You’re working a shift in TCC one morning when EMS brings in a patient are with chest pain and a “possible” STEMI. They wheel the patient in transfer him to the stretcher, at which time you notice that the patient is not on oxygen. Remembering from medical school that everyone gets ABCs, IV, O2, and monitor (especially with chest pain and a possible MI), you ask the paramedics why the patient isn’t on oxygen.
The paramedic points out that the patient’s oxygen saturation is 96% and according to their protocols, written by their Medical Directors, they are not supposed to place a chest pain patient on oxygen when the SpO2 is greater than 92% (unless the patient appears to be in respiratory distress). Questioning this, you bring up the question to Dr. Svancerek who curses and turns to Dr. Levine, who handily supplies you with articles (which were thankfully saved on his iPad) given to him by Dr. Gilmore. However, still being leery of the reasoning behind this logic (and that of ACLS updates), you suggest performing a search on the literature to really find the answer.
You find a journal club on this topic from 2012, but note in the bottom line that the evidence was poor at that time, and that while there was little evidence that oxygen provided benefit in patients with MI, there was also no evidence that oxygen caused any harm. Wondering if there has been any new evidence since this journal club, you perform your own search of the literature…
Population: Prehospital or emergency department patients with acute myocardial infarction “normal” oxygen saturation.
Intervention: Supplemental oxygen administration.
Comparison: Room air
Outcome: Mortality, length of stay, functional status, presence of clinically significant cardiac dysfunction.
After choosing one obscure article from the 2012 journal club (Ukholkina 2009), PubMed was searched using the terms “oxygen” AND “myocardial infarction,” limited to clinical trials published within the last 5 years (http://tinyurl.com/yargaoz6). This resulted in 57 articles, from which the two most relevant were chosen. Additionally, the Cochrane Database of Systematic Reviews was searched to identify the most recent review of this topic to include as the fourth article.
Article 1: Stub D, Smith K, Bernard S, Nehme Z, Stephenson M, Bray JE, Cameron P, Barger B, Ellims AH, Taylor AJ, Meredith IT, Kaye DM; AVOID Investigators. Air Versus Oxygen in ST-Segment-Elevation Myocardial Infarction. Circulation. 2015 Jun16;131(24):2143-50.
Article 4: Ukholkina GB, Kostyanov IY, Kuchkina NV, et al. Oxygen therapy in combination with endovascular reperfusion during the Airst hours of acute myocardial infarction: clinical and laboratory Aindings. International Journal of Interventional Cardioangiology 2009;9:45-51.
Several studies in recent years have suggested a harmful effect from excess oxygen therapy in a variety of conditions, including postcardiac arrest syndrome, sepsis, and stroke.

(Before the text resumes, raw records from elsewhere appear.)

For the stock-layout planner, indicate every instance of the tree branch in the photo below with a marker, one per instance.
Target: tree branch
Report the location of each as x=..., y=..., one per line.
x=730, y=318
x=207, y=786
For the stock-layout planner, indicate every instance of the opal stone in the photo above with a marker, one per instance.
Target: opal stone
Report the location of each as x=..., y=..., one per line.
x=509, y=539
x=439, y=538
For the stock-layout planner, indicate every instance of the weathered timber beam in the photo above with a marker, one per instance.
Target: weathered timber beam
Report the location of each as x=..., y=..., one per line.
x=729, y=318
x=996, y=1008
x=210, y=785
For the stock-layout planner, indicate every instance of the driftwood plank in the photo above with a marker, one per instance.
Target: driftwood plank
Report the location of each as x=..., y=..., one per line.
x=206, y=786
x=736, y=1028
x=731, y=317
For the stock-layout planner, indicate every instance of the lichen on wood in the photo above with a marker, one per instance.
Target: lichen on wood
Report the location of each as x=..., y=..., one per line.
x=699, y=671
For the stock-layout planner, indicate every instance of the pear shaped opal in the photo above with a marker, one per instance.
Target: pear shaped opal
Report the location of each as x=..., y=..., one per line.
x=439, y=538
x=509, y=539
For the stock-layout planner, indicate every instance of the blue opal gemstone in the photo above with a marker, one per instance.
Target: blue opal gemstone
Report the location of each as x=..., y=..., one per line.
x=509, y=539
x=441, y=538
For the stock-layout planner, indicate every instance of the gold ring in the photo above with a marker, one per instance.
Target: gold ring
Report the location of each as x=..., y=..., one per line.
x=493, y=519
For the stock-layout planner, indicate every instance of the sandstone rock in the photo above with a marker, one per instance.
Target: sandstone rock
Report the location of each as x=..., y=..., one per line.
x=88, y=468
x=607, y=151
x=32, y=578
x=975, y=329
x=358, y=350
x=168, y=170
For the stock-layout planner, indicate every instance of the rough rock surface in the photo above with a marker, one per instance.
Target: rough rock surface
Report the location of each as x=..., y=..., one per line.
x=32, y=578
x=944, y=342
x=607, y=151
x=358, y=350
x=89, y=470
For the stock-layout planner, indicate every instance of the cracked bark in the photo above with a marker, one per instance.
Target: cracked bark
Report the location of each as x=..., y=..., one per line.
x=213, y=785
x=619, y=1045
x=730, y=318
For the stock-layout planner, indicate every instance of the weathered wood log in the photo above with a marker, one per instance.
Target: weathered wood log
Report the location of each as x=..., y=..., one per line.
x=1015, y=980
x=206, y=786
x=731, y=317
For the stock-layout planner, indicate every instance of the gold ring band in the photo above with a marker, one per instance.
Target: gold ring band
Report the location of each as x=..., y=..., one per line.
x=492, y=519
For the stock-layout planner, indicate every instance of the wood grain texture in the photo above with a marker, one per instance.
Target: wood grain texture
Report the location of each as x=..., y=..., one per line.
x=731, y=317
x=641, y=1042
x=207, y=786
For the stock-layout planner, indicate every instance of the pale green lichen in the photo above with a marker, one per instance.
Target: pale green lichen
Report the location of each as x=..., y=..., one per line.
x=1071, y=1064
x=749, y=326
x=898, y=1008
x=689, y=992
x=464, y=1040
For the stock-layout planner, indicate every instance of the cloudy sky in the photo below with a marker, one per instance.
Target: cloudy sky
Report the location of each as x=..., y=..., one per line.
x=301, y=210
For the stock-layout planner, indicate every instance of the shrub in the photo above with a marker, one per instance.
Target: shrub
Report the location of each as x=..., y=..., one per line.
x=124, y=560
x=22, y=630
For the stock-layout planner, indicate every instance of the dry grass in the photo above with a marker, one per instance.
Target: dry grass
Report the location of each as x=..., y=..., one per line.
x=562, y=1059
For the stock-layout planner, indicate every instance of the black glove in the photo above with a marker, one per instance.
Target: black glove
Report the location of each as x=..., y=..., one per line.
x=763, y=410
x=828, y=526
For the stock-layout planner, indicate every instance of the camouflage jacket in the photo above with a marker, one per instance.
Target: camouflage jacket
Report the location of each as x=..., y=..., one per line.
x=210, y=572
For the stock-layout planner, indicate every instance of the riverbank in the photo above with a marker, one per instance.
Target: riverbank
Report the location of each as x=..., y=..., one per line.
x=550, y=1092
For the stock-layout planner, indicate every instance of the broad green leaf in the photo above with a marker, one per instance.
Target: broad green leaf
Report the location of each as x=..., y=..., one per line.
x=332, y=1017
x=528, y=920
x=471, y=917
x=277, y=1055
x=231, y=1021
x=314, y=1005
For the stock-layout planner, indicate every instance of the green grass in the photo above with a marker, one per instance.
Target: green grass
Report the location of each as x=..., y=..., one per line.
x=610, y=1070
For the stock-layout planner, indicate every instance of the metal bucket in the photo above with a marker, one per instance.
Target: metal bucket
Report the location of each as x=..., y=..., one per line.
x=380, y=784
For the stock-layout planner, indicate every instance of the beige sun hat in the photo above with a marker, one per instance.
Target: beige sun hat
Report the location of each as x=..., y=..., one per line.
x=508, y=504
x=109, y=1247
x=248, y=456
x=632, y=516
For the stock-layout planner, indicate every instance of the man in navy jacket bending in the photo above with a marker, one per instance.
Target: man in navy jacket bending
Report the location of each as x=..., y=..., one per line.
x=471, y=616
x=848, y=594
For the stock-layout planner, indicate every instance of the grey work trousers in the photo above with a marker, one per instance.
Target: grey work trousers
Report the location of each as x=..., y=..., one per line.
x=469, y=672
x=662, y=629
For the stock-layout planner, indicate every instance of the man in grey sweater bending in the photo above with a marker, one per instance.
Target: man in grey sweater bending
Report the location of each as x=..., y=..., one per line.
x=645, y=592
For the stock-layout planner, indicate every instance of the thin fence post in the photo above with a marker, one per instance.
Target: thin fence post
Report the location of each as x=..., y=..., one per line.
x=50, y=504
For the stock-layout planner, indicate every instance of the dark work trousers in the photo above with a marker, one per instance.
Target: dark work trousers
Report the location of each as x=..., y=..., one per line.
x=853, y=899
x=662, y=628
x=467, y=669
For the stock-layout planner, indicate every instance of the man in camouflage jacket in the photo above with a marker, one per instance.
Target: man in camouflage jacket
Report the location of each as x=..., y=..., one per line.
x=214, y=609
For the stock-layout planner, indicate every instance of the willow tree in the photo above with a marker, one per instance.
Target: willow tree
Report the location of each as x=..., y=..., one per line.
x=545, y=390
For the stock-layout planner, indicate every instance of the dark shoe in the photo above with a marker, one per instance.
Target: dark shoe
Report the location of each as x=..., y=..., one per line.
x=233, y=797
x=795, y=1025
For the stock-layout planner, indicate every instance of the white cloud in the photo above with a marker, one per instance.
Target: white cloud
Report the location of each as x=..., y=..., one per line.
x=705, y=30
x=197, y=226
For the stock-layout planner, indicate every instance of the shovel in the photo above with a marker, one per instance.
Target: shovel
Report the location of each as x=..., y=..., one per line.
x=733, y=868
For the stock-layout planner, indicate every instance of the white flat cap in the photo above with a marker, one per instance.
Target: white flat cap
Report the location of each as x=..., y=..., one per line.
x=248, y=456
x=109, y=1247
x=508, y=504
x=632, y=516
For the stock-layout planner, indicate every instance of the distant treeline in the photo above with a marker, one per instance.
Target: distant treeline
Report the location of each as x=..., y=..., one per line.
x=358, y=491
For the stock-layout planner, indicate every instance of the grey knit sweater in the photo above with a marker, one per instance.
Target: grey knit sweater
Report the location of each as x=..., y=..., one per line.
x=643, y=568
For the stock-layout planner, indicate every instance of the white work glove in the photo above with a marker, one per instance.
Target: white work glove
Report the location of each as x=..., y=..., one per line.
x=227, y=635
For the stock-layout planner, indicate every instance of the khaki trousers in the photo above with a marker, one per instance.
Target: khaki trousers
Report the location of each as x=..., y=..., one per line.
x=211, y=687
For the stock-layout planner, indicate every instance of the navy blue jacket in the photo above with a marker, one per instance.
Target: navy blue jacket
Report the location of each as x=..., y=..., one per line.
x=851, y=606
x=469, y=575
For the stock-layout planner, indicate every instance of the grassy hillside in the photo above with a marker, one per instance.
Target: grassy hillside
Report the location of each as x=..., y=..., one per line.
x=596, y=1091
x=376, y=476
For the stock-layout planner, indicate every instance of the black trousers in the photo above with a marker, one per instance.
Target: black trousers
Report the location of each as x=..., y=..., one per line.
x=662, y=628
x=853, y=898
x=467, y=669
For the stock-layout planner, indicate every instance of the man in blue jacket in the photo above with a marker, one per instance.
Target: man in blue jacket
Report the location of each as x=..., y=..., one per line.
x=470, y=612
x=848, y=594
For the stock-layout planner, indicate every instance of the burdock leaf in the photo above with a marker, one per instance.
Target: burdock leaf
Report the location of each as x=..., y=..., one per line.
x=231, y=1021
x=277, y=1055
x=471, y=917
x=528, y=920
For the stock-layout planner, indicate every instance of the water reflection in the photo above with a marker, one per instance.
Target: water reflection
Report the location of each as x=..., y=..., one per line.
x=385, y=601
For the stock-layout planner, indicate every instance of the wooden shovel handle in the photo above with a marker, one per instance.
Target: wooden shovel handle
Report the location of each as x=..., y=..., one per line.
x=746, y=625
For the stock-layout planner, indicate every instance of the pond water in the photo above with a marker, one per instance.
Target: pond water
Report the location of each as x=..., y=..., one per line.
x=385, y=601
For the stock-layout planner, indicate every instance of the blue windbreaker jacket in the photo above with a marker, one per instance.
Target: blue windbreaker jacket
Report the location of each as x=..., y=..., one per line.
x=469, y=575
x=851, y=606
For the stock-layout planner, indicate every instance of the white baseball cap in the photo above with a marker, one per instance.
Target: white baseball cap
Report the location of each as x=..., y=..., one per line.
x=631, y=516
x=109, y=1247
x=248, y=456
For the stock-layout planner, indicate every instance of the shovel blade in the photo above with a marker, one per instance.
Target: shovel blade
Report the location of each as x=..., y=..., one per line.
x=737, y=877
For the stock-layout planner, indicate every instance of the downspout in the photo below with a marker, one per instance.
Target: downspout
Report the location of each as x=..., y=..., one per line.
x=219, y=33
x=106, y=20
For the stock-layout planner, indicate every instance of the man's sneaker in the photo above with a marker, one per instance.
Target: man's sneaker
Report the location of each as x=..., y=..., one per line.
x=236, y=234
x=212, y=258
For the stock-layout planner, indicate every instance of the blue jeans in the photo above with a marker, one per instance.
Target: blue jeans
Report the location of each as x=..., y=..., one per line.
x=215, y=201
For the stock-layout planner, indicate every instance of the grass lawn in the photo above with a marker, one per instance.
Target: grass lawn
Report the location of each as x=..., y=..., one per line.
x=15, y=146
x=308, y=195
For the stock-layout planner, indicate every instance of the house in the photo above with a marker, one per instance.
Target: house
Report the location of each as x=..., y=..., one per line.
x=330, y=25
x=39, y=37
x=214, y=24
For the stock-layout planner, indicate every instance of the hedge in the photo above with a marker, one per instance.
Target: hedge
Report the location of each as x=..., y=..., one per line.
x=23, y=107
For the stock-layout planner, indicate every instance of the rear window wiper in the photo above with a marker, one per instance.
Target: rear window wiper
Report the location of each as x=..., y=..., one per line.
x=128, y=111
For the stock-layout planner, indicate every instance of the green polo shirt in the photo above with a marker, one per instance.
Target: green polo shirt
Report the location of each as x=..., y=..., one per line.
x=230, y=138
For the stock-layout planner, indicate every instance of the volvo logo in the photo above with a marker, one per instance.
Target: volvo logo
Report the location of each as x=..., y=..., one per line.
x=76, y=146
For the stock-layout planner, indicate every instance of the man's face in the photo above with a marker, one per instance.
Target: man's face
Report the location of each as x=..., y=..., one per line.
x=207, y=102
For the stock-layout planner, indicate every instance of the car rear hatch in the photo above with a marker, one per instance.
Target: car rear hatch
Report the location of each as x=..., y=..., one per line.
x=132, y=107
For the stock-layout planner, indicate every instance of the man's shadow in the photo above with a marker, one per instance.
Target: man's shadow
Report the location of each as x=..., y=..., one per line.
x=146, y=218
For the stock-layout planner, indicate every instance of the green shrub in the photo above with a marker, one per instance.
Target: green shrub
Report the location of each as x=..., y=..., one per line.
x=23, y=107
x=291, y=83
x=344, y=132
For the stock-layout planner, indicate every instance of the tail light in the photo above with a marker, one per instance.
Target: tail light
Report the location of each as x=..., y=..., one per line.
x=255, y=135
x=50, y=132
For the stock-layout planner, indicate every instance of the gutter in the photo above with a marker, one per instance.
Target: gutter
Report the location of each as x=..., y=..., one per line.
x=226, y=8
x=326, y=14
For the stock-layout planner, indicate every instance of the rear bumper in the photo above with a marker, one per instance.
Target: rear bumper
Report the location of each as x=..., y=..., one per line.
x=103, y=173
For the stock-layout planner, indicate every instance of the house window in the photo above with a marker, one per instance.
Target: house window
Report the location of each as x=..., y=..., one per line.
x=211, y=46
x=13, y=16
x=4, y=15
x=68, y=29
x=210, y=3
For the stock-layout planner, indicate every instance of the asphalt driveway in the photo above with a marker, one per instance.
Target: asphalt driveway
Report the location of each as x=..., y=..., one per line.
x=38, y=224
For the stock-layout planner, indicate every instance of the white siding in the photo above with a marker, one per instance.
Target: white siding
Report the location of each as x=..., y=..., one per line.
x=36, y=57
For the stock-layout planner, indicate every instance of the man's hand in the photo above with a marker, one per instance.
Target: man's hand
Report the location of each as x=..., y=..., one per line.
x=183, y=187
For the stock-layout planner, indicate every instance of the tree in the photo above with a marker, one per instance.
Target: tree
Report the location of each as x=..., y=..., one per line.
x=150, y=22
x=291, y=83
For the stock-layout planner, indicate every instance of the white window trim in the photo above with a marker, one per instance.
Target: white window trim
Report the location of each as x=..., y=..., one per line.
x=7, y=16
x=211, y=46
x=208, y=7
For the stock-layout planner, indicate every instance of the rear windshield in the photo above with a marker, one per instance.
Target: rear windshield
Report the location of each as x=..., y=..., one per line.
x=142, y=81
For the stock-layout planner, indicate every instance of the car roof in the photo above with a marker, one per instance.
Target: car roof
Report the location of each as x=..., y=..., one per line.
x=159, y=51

While early guidelines for the management of patients with suspected myocardial infarction went so far as to suggest that all such patients receive supplemental oxygen, regardless of oxygen saturation levels (1990 ACC/AHA Guidelines), no actual evidence was used to support this recommendation.
The earliest and only blinded randomized controlled trial evaluating the effect of supplemental oxygen on outcomes in patients with myocardial infarction pre-dated many current management strategies, including routine revascularization, antithrombotic therapy, and glycoprotein iib/iiia inhibitor use (Rawles 1976). Since then, several additional studies have been conducted; unfortunately, none of these has been blinded. We sought to evaluate some of these studies and look at any high quality meta-analyses to further elucidate the benefit or harm of oxygen in MI in the era of revascularization.
Of the three trials evaluated, all were prospective but none were randomized. None of these observational studies found any difference in mortality between those patients treated with oxygen and those treated with room air. One study found an increase in peak CK levels in the oxygen group, but no difference in peak troponin I levels, which was the primary outcome (Stub 2015). The more recent DETO2X-SWEDEHEART study found no difference in any of the measured outcomes, including one-year mortality and rehospitalization with MI (Hofman 2017) Furthermore, a Cochrane review of this topic, published in 2016, found no difference in mortality, cardiac failure, recurrent infarction, or measures of infarct size (Cabello 2016).
While this evidence does not suggest any benefit from supplemental oxygen in patients with suspected MI, a couple of key outcome measures are lacking from the identified studies. In particular, none of the studies evaluated the effect of oxygen on long-term cardiac function, or, better yet, on the resulting quality of life, such as that measured by the Chronic Heart Failure Questionnaire. Despite this omission, there is no current evidence to support the routine use of oxygen in MI, and hence the most recent ACC/AHA guidelines only recommend supplemental oxygen for patients with “arterial oxygen saturation less than 90%, respiratory distress, or other high-risk features of hypoxemia”.